T-Mobile will likely announce its new LTE network on March 26 with a launch date probably soon after that. Now reports are surfacing that the company has been testing the network in eight U.S. cities.
The network was spotted in New York City but now it appears it is also being tested in San Jose (and surrounding areas), Seattle, Denver, Las Vegas, New Orleans, New York, San Diego and Kansas City, according to TechCrunch.
T-Mobile is currently using a HSPA+ network, which offers 3.5G speeds but T-Mobile had branded as 4G. T-Mobile had to follow AT&T and Verizon, just as Sprint did, by changing course on its 4G initiative by using a standard called WiMAX and switching to the industry 4G LTE standard, iTechPost previously reported.
The testing was discovered through data on a third-party app OpenSignal. Engineers noticed their signal analysis/mapping app was used by an unfamiliar network and began monitoring it, TechCrunch reports.

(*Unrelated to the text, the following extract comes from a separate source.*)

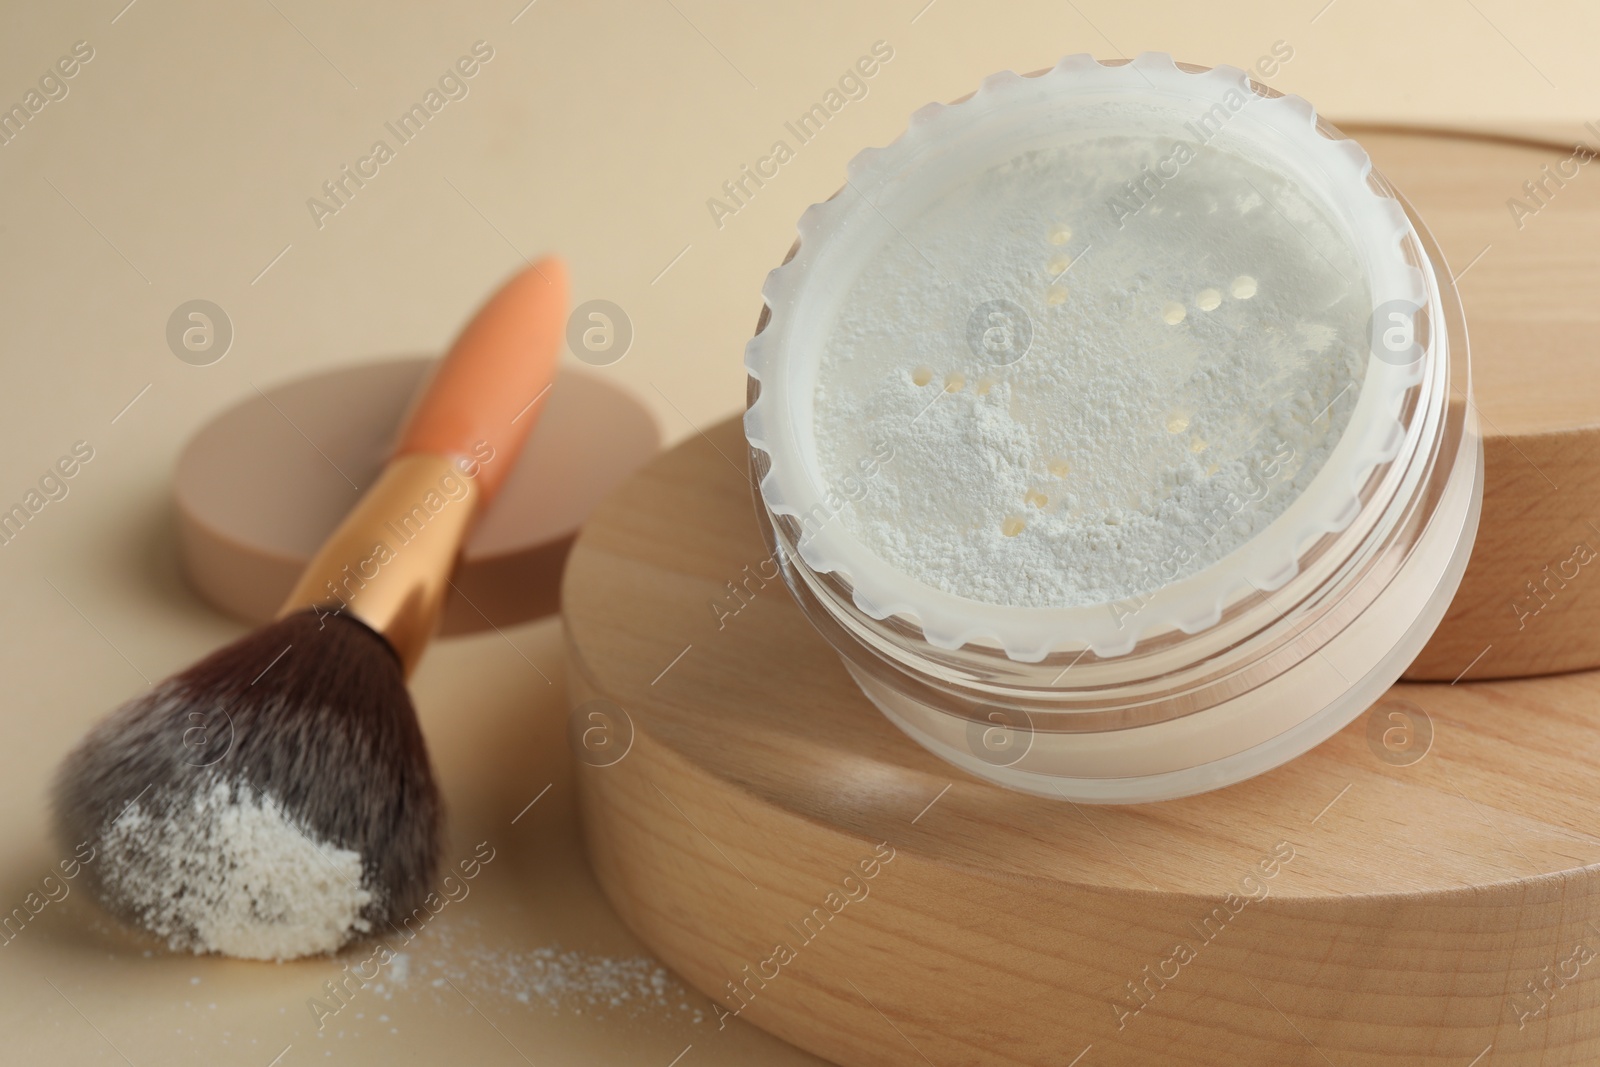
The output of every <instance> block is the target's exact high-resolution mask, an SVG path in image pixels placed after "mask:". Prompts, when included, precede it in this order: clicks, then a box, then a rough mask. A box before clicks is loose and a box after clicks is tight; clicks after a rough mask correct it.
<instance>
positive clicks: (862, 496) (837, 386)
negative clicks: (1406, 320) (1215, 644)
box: [813, 136, 1371, 606]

T-Mobile could be testing the LTE network in other cities using other tools, so the list may be incomplete.
OpenSignal's testing tool determines network speed and was able to get an idea of what T-Mobile's long-awaited LTE network has in store. The average performance was timed at 25 Mb/s download and 8 Mb/s upload.
At its March 26 press conference, T-Mobile will likely announce the 4G LTE network and its plans to offer unsubsidized phones, including possibly iPhone 5. Several million people are using unlocked iPhones on T-Mobile but 3G speed has limited their ability to use Visual Voicemail.
As iTechPost previously reported, the iPhone 5 release rumor would make sense, considering the 4G LTE roll-out. With T-Mobile's merger with MetroPCS approved last week by the FCC, T-Mobile may also have news about doing away with two-year contracts in lieu of non-contract plans.